リンチ症候群(Lynch syndrome)と内膜癌

2016年04月12日

リンチ症候群(Lynch syndrome)と内膜癌

リンチ症候群(Lynch syndrome)と内膜癌

  内膜癌全体の約2%がミスマッチ修復遺伝子の胚細胞系列変異を原因とするリンチ症候群に関連していることがわかっています。
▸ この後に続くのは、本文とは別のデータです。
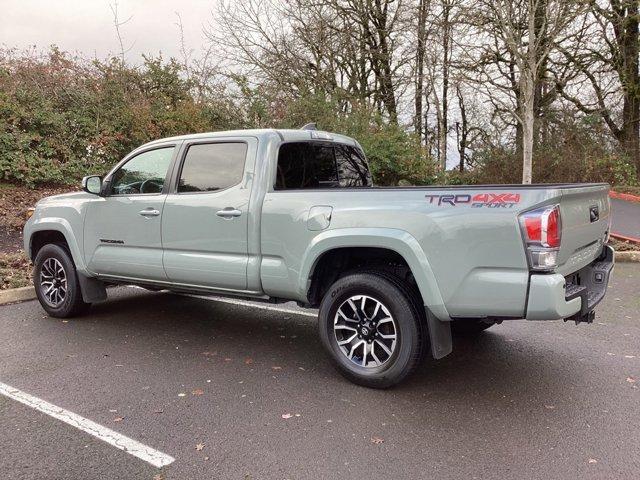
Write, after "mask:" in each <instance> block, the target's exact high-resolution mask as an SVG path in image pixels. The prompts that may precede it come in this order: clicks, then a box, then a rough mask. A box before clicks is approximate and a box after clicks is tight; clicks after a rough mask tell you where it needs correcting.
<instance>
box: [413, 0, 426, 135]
mask: <svg viewBox="0 0 640 480" xmlns="http://www.w3.org/2000/svg"><path fill="white" fill-rule="evenodd" d="M427 11H428V0H420V2H419V4H418V33H417V45H416V92H415V109H416V112H415V117H414V121H413V124H414V128H415V132H416V134H417V135H418V137H419V138H422V133H423V132H422V115H423V112H422V110H423V109H422V98H423V96H424V54H425V40H426V39H425V32H426V30H427V29H426V22H427Z"/></svg>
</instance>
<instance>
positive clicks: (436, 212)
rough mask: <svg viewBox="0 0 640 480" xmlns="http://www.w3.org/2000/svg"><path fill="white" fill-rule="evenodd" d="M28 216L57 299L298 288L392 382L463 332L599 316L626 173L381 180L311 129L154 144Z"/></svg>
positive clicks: (179, 138) (240, 293)
mask: <svg viewBox="0 0 640 480" xmlns="http://www.w3.org/2000/svg"><path fill="white" fill-rule="evenodd" d="M82 188H83V191H82V192H76V193H69V194H64V195H56V196H53V197H49V198H45V199H43V200H41V201H40V202H38V204H37V206H36V207H35V210H34V211H33V212H32V216H31V218H30V219H29V220H28V221H27V223H26V226H25V228H24V247H25V251H26V252H28V255H29V256H30V258H31V259H32V261H33V263H34V277H33V279H34V284H35V286H36V292H37V296H38V299H39V301H40V303H41V304H42V307H43V308H44V309H45V310H46V312H47V313H48V314H49V315H51V316H54V317H70V316H73V315H78V314H81V313H82V312H85V311H86V309H87V308H88V307H89V305H90V304H91V303H94V302H98V301H101V300H104V299H105V298H106V296H107V293H106V288H105V287H106V286H107V285H112V284H127V285H132V284H133V285H138V286H142V287H145V288H148V289H151V290H168V291H170V292H178V293H189V294H196V295H198V294H199V295H213V294H215V295H225V296H239V297H244V298H251V299H261V300H265V301H271V302H284V301H296V302H298V303H299V304H300V305H303V306H307V307H312V308H319V314H318V329H319V335H320V339H321V341H322V343H323V345H324V347H325V348H326V350H327V352H328V353H329V355H330V357H331V358H332V360H333V362H334V363H335V365H336V366H337V368H338V369H339V371H340V372H342V373H343V374H344V375H345V376H346V377H347V378H349V379H350V380H351V381H353V382H356V383H358V384H361V385H365V386H369V387H376V388H385V387H389V386H392V385H394V384H397V383H398V382H400V381H401V380H403V379H404V378H405V377H406V376H407V375H408V374H409V373H411V371H412V370H413V369H414V367H415V366H416V365H417V364H418V362H419V361H420V359H421V357H422V356H423V354H426V353H427V352H428V351H429V350H430V352H431V354H432V355H433V357H434V358H436V359H439V358H442V357H444V356H446V355H448V354H449V353H450V352H451V351H452V331H453V333H454V334H456V333H461V334H467V335H475V334H480V333H481V332H482V331H483V330H486V329H487V328H489V327H491V326H493V325H497V324H500V323H502V322H503V321H507V320H516V319H526V320H530V321H537V320H561V319H564V320H573V321H575V322H576V323H580V322H591V321H592V320H593V318H594V313H593V312H594V308H595V306H596V304H598V302H600V300H602V298H603V296H604V294H605V291H606V288H607V284H608V282H609V276H610V273H611V271H612V269H613V250H612V249H611V247H609V246H607V245H606V243H607V239H608V235H609V225H610V208H609V199H608V190H609V187H608V185H606V184H579V185H564V184H563V185H489V186H439V187H404V188H397V187H389V188H379V187H374V186H373V183H372V178H371V173H370V171H369V167H368V165H367V162H366V159H365V155H364V153H363V151H362V148H361V147H360V145H359V144H358V142H357V141H355V140H353V139H352V138H348V137H345V136H342V135H337V134H333V133H328V132H323V131H318V130H315V129H302V130H246V131H230V132H215V133H203V134H196V135H188V136H180V137H173V138H165V139H161V140H156V141H153V142H151V143H147V144H146V145H143V146H141V147H139V148H138V149H136V150H134V151H133V152H131V153H130V154H129V155H127V156H126V157H125V158H124V159H123V160H122V161H120V162H119V163H118V164H117V165H116V166H115V167H114V168H113V169H112V170H111V171H110V172H109V173H108V174H107V175H106V176H104V178H103V177H100V176H89V177H85V178H84V179H83V182H82Z"/></svg>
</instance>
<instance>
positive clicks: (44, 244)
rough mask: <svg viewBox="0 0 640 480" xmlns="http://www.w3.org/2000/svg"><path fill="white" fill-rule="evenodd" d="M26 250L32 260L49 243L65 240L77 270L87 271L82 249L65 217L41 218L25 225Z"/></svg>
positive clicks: (25, 239) (69, 251)
mask: <svg viewBox="0 0 640 480" xmlns="http://www.w3.org/2000/svg"><path fill="white" fill-rule="evenodd" d="M24 238H25V242H24V243H25V252H26V253H27V255H28V256H29V258H30V259H31V260H34V259H35V257H36V255H37V253H38V250H39V249H40V248H42V247H43V246H44V245H46V244H47V243H60V241H61V240H64V243H65V244H66V246H67V248H68V250H69V253H70V254H71V258H72V259H73V263H74V264H75V266H76V270H78V271H80V272H85V271H86V268H85V263H84V258H83V256H82V250H81V249H80V246H79V245H78V242H77V240H76V237H75V235H74V234H73V230H72V228H71V224H70V223H69V222H68V221H67V220H66V219H64V218H56V219H51V220H39V221H38V222H37V223H34V224H32V225H30V226H28V227H25V232H24Z"/></svg>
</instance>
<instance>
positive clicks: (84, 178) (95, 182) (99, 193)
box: [82, 175, 102, 195]
mask: <svg viewBox="0 0 640 480" xmlns="http://www.w3.org/2000/svg"><path fill="white" fill-rule="evenodd" d="M82 189H83V190H84V191H85V192H87V193H91V194H93V195H100V192H101V191H102V177H100V176H98V175H90V176H88V177H84V178H83V179H82Z"/></svg>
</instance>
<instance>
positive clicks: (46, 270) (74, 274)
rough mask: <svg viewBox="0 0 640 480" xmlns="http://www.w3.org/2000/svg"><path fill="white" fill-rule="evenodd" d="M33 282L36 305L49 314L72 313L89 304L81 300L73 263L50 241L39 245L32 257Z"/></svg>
mask: <svg viewBox="0 0 640 480" xmlns="http://www.w3.org/2000/svg"><path fill="white" fill-rule="evenodd" d="M33 285H34V286H35V289H36V295H37V297H38V300H39V301H40V305H42V308H44V310H45V311H46V312H47V313H48V314H49V315H50V316H52V317H56V318H69V317H74V316H76V315H80V314H82V313H84V312H86V311H87V310H88V308H89V307H90V306H91V304H90V303H86V302H84V300H82V292H81V291H80V283H79V281H78V275H77V273H76V267H75V265H74V264H73V260H72V259H71V255H70V254H69V252H68V251H67V249H66V248H64V247H63V246H61V245H58V244H52V243H50V244H47V245H45V246H44V247H42V248H41V249H40V251H39V252H38V255H36V259H35V261H34V268H33ZM65 285H66V290H65ZM56 289H57V292H56V291H55V290H56Z"/></svg>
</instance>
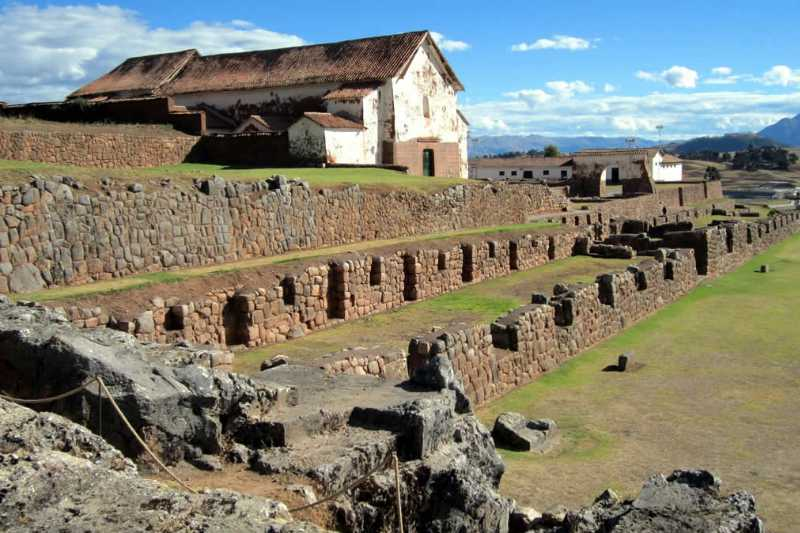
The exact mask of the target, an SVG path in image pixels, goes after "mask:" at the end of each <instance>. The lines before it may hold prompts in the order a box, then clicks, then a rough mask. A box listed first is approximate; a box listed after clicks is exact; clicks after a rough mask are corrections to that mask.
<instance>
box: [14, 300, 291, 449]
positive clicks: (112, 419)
mask: <svg viewBox="0 0 800 533" xmlns="http://www.w3.org/2000/svg"><path fill="white" fill-rule="evenodd" d="M201 351H207V350H201ZM197 354H198V350H196V349H192V348H190V347H180V346H175V347H170V348H167V347H163V346H158V345H145V344H142V343H140V342H138V341H137V340H136V339H134V338H133V337H132V336H131V335H128V334H125V333H121V332H117V331H114V330H109V329H96V330H78V329H76V328H75V327H73V326H72V325H70V324H69V323H68V322H67V321H66V319H65V318H64V317H63V316H62V315H60V314H58V313H55V312H53V311H50V310H47V309H45V308H43V307H39V306H35V305H12V304H8V303H0V367H1V368H2V369H3V371H2V372H0V388H2V389H3V390H4V391H6V392H7V393H8V394H11V395H12V396H15V397H18V398H28V397H35V398H41V397H46V396H53V395H57V394H60V393H62V392H64V391H67V390H70V389H72V388H75V387H79V386H80V385H82V384H83V383H85V382H86V381H87V380H88V379H90V378H91V377H93V376H100V377H101V378H102V379H103V381H104V382H105V383H106V385H107V386H108V388H109V390H110V391H111V393H112V395H113V396H114V399H115V400H116V402H117V403H118V404H119V405H120V407H121V408H122V410H123V411H124V412H125V414H126V415H127V416H128V418H129V419H130V421H131V423H132V424H133V426H134V427H135V428H136V429H137V430H138V431H139V432H140V433H141V434H143V435H145V436H146V437H147V438H148V439H149V440H150V441H151V442H152V443H154V445H155V447H156V448H157V449H158V451H159V453H160V454H161V455H162V457H163V458H164V459H166V460H167V461H168V462H175V461H178V460H181V459H183V457H184V455H185V453H186V452H187V450H190V449H192V450H193V449H194V448H199V449H200V450H201V451H202V452H203V453H206V454H208V453H211V454H218V453H220V452H221V451H222V449H223V447H224V436H225V435H226V434H230V433H233V432H235V431H237V429H238V428H239V427H240V426H241V425H243V424H247V423H248V420H249V419H250V418H251V417H253V416H258V415H260V414H261V413H263V412H265V411H266V410H268V409H269V407H270V406H271V405H272V404H274V403H275V402H276V401H278V400H279V399H280V398H281V395H282V394H283V393H285V392H286V390H285V389H281V388H280V387H274V386H268V385H265V384H258V383H256V382H254V381H253V380H251V379H249V378H246V377H244V376H240V375H237V374H232V373H229V372H223V371H218V370H213V369H209V368H204V367H202V366H199V365H195V364H192V362H193V361H194V360H195V359H196V357H195V356H196V355H197ZM101 402H102V404H103V405H102V406H101V405H100V403H101ZM42 409H49V410H53V411H57V412H58V413H60V414H63V415H64V416H67V417H68V418H70V419H72V420H74V421H77V422H79V423H81V424H84V425H86V426H87V427H90V428H92V429H93V430H95V431H98V430H99V428H100V427H102V430H103V436H104V437H105V438H107V439H108V440H109V442H111V443H112V444H113V445H114V446H116V447H118V448H119V449H120V450H122V451H123V452H124V453H125V454H126V455H128V456H131V457H135V456H137V455H138V454H140V453H142V450H141V449H140V448H139V446H138V444H136V443H135V441H134V440H133V439H132V438H131V437H130V435H129V433H128V430H127V429H126V428H124V426H123V425H122V422H121V421H120V419H119V418H118V417H117V416H116V414H115V413H114V412H113V410H112V407H111V405H110V404H109V402H108V401H107V399H105V398H101V396H100V394H99V392H98V389H97V386H96V385H95V386H92V387H89V388H87V389H86V390H84V391H82V392H81V393H79V394H77V395H75V396H72V397H70V398H66V399H64V400H59V401H58V402H54V403H52V404H44V405H42ZM101 413H102V421H101V420H100V418H99V417H100V415H101ZM190 447H191V448H190Z"/></svg>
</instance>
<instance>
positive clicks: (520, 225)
mask: <svg viewBox="0 0 800 533" xmlns="http://www.w3.org/2000/svg"><path fill="white" fill-rule="evenodd" d="M560 226H561V224H559V223H555V222H546V221H535V222H529V223H525V224H510V225H506V226H488V227H483V228H471V229H465V230H455V231H449V232H440V233H430V234H427V235H415V236H409V237H401V238H397V239H382V240H375V241H361V242H356V243H352V244H345V245H341V246H331V247H328V248H315V249H313V250H299V251H296V252H289V253H286V254H280V255H272V256H267V257H256V258H254V259H244V260H242V261H234V262H231V263H224V264H221V265H209V266H202V267H196V268H187V269H183V270H174V271H168V272H151V273H146V274H136V275H133V276H126V277H124V278H119V279H112V280H108V281H97V282H94V283H87V284H84V285H72V286H66V287H54V288H52V289H44V290H41V291H35V292H27V293H22V294H16V295H11V297H12V298H15V299H24V300H35V301H57V300H67V299H74V298H80V297H82V296H88V295H91V294H105V293H111V292H122V291H127V290H132V289H139V288H142V287H146V286H148V285H153V284H155V283H178V282H181V281H185V280H188V279H193V278H199V277H205V276H213V275H215V274H224V273H225V272H233V271H237V270H245V269H248V268H258V267H261V266H268V265H277V264H286V263H291V262H292V261H297V260H300V259H309V258H313V257H323V256H326V255H335V254H341V253H345V252H356V251H365V250H369V249H371V248H380V247H383V246H391V245H396V244H403V243H411V242H426V241H432V240H437V239H452V238H458V237H466V236H476V235H484V234H495V233H513V232H517V231H520V232H521V231H546V230H550V229H554V228H558V227H560Z"/></svg>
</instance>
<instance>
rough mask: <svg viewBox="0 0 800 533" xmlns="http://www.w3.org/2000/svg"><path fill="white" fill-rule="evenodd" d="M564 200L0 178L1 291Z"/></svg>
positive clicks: (400, 234)
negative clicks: (13, 181) (21, 184)
mask: <svg viewBox="0 0 800 533" xmlns="http://www.w3.org/2000/svg"><path fill="white" fill-rule="evenodd" d="M565 205H566V198H565V197H564V196H563V195H561V194H560V191H557V190H556V191H551V190H550V189H548V188H547V187H546V186H544V185H540V184H527V185H524V184H521V185H507V184H499V185H475V184H464V185H456V186H453V187H450V188H448V189H446V190H444V191H441V192H438V193H433V194H425V193H419V192H414V191H410V190H396V191H390V192H369V191H362V190H361V189H359V188H358V187H357V186H353V187H348V188H345V189H341V190H327V189H326V190H320V191H315V190H311V189H310V188H309V187H308V185H307V184H305V183H301V182H294V181H287V180H286V179H285V178H282V177H276V178H274V179H270V180H264V181H259V182H254V183H227V182H225V181H224V180H222V179H221V178H215V179H212V180H208V181H204V182H198V183H197V184H196V187H195V188H192V189H190V190H184V189H181V188H179V187H176V186H173V185H171V184H170V183H169V181H164V182H163V184H162V186H161V187H160V188H158V190H147V189H146V188H144V187H142V186H141V185H137V184H135V185H132V186H130V187H128V188H124V189H123V188H119V187H116V186H114V185H113V183H109V182H105V183H104V185H103V187H102V190H100V191H99V192H93V191H90V190H88V189H86V188H85V187H83V186H81V184H80V183H78V182H76V181H75V180H73V179H70V178H63V179H61V180H46V179H34V180H33V181H32V182H31V183H30V184H28V185H24V186H22V187H18V186H4V187H2V188H0V207H1V208H2V216H0V293H3V292H6V293H7V292H25V291H31V290H37V289H41V288H44V287H51V286H56V285H70V284H78V283H85V282H89V281H95V280H106V279H111V278H116V277H121V276H126V275H129V274H135V273H141V272H154V271H159V270H168V269H174V268H185V267H191V266H198V265H206V264H215V263H224V262H228V261H235V260H238V259H246V258H251V257H263V256H270V255H275V254H280V253H284V252H287V251H290V250H297V249H309V248H319V247H323V246H332V245H339V244H346V243H352V242H356V241H361V240H372V239H387V238H395V237H402V236H409V235H422V234H430V233H436V232H442V231H450V230H458V229H463V228H474V227H482V226H494V225H500V224H516V223H523V222H526V221H527V220H529V219H530V217H532V216H534V215H536V214H539V213H547V212H554V211H559V210H561V209H562V208H564V207H565Z"/></svg>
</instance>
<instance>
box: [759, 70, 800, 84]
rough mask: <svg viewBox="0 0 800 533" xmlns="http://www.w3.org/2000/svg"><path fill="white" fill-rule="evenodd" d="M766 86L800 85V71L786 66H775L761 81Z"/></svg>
mask: <svg viewBox="0 0 800 533" xmlns="http://www.w3.org/2000/svg"><path fill="white" fill-rule="evenodd" d="M760 81H761V82H762V83H764V84H765V85H780V86H782V87H789V86H790V85H800V69H792V68H790V67H788V66H786V65H775V66H774V67H772V68H771V69H769V70H768V71H766V72H765V73H764V75H763V76H762V77H761V80H760Z"/></svg>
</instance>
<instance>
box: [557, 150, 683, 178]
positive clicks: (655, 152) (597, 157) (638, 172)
mask: <svg viewBox="0 0 800 533" xmlns="http://www.w3.org/2000/svg"><path fill="white" fill-rule="evenodd" d="M572 158H573V160H574V161H575V164H576V165H577V168H579V169H581V170H583V171H585V170H586V169H597V170H598V171H599V172H601V178H602V179H603V180H604V181H605V182H606V183H607V184H609V185H613V184H618V183H621V182H622V181H623V180H627V179H635V178H640V177H642V170H643V169H644V170H646V171H647V172H648V174H649V176H650V177H651V178H653V181H655V182H656V183H658V182H676V181H682V180H683V162H682V161H681V160H680V159H679V158H677V157H675V156H673V155H670V154H667V153H664V152H663V151H662V150H661V149H659V148H635V149H621V150H582V151H580V152H577V153H575V154H573V156H572Z"/></svg>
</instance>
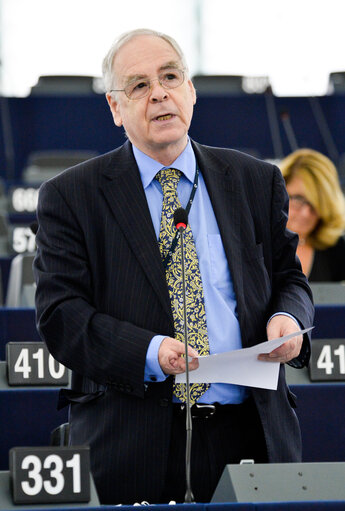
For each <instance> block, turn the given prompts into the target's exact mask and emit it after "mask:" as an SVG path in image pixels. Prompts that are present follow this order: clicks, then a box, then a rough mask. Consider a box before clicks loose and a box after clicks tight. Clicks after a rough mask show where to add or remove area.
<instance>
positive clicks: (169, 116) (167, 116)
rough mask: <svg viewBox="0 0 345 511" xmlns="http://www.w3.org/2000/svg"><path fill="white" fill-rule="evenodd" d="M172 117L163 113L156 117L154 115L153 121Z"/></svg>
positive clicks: (160, 119) (165, 118) (156, 120)
mask: <svg viewBox="0 0 345 511" xmlns="http://www.w3.org/2000/svg"><path fill="white" fill-rule="evenodd" d="M172 117H173V115H172V114H165V115H159V116H158V117H155V118H154V120H155V121H168V120H169V119H171V118H172Z"/></svg>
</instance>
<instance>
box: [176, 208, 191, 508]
mask: <svg viewBox="0 0 345 511" xmlns="http://www.w3.org/2000/svg"><path fill="white" fill-rule="evenodd" d="M174 224H175V227H176V229H177V230H178V232H179V233H180V240H181V265H182V295H183V322H184V345H185V358H186V493H185V504H190V503H192V502H194V495H193V492H192V487H191V481H190V459H191V448H192V413H191V409H190V395H189V367H188V326H187V307H186V279H185V264H184V243H183V232H184V231H185V229H186V228H187V224H188V213H187V211H186V210H185V209H183V208H178V209H176V210H175V212H174Z"/></svg>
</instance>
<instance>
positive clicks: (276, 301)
mask: <svg viewBox="0 0 345 511" xmlns="http://www.w3.org/2000/svg"><path fill="white" fill-rule="evenodd" d="M287 218H288V195H287V192H286V189H285V184H284V179H283V177H282V175H281V172H280V170H279V169H278V168H276V167H275V169H274V178H273V195H272V240H273V254H274V255H273V282H272V310H271V313H272V315H273V314H275V313H278V312H287V313H289V314H291V315H292V316H294V317H295V318H296V319H297V321H298V323H299V324H300V325H301V328H302V329H303V328H307V327H309V326H312V324H313V318H314V306H313V300H312V293H311V290H310V287H309V285H308V281H307V278H306V277H305V275H304V274H303V272H302V268H301V264H300V261H299V259H298V257H297V255H296V247H297V243H298V237H297V235H296V234H295V233H293V232H291V231H289V230H288V229H286V223H287ZM309 357H310V334H305V336H304V340H303V345H302V349H301V352H300V355H299V356H298V357H297V358H296V359H294V360H292V361H291V362H290V363H289V365H292V366H293V367H296V368H299V367H304V366H305V365H307V364H308V362H309Z"/></svg>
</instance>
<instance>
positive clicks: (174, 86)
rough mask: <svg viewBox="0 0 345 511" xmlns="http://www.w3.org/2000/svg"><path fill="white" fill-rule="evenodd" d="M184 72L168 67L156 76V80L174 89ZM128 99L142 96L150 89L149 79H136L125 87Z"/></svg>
mask: <svg viewBox="0 0 345 511" xmlns="http://www.w3.org/2000/svg"><path fill="white" fill-rule="evenodd" d="M183 80H184V73H183V71H181V70H180V69H169V70H168V71H165V72H164V73H161V74H160V75H159V76H158V81H159V83H160V84H161V85H162V87H164V88H165V89H175V88H176V87H178V86H179V85H181V84H182V83H183ZM124 90H125V94H126V96H127V97H128V98H129V99H141V98H144V97H145V96H146V95H147V94H148V93H149V90H150V80H137V81H135V82H133V83H130V84H128V85H127V86H126V87H125V89H124Z"/></svg>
リンチ症候群は非ポリポーシス大腸癌(non-polyposis colorectal cancer:HNPCC)として知られていますが、内膜癌が発見の契機となる“sentinel cancer”であることが少なくありません。
 組織学的にはリンチ症候群関連の内膜癌は腫瘍周囲、腫瘍内で高度のリンパ球浸潤がみられ、未分化癌成分、粘液様背景、ラブドイド細胞がみられるなど、多彩な形態を示すなどの特徴が知られていますが、リンチ症候群であってもこれらの形態を示さない例や、臨床的診断基準であるアムステルダム基準を満たさない例があることから、米国では婦人科癌学会 Soceity of Gynecologic Oncology(SGO)が内膜癌の患者全てを対象として免疫組織化学染色(MLH1、MSH2、MSH6、PMS2)、あるいはマイクロサテライト不安定性検査を行うことを推奨しています(universal screening)。本邦でもこうした流れを受けてスクリーニングが行われるようになるのでしょうか。推移を見守りたいと思います。

図 MSH6 遺伝子蛋白に対する免疫組織化学染色.類内膜癌を構成する高円柱状の腫瘍細胞の核が陰性となっている.非腫瘍性のリンパ球は陽性である.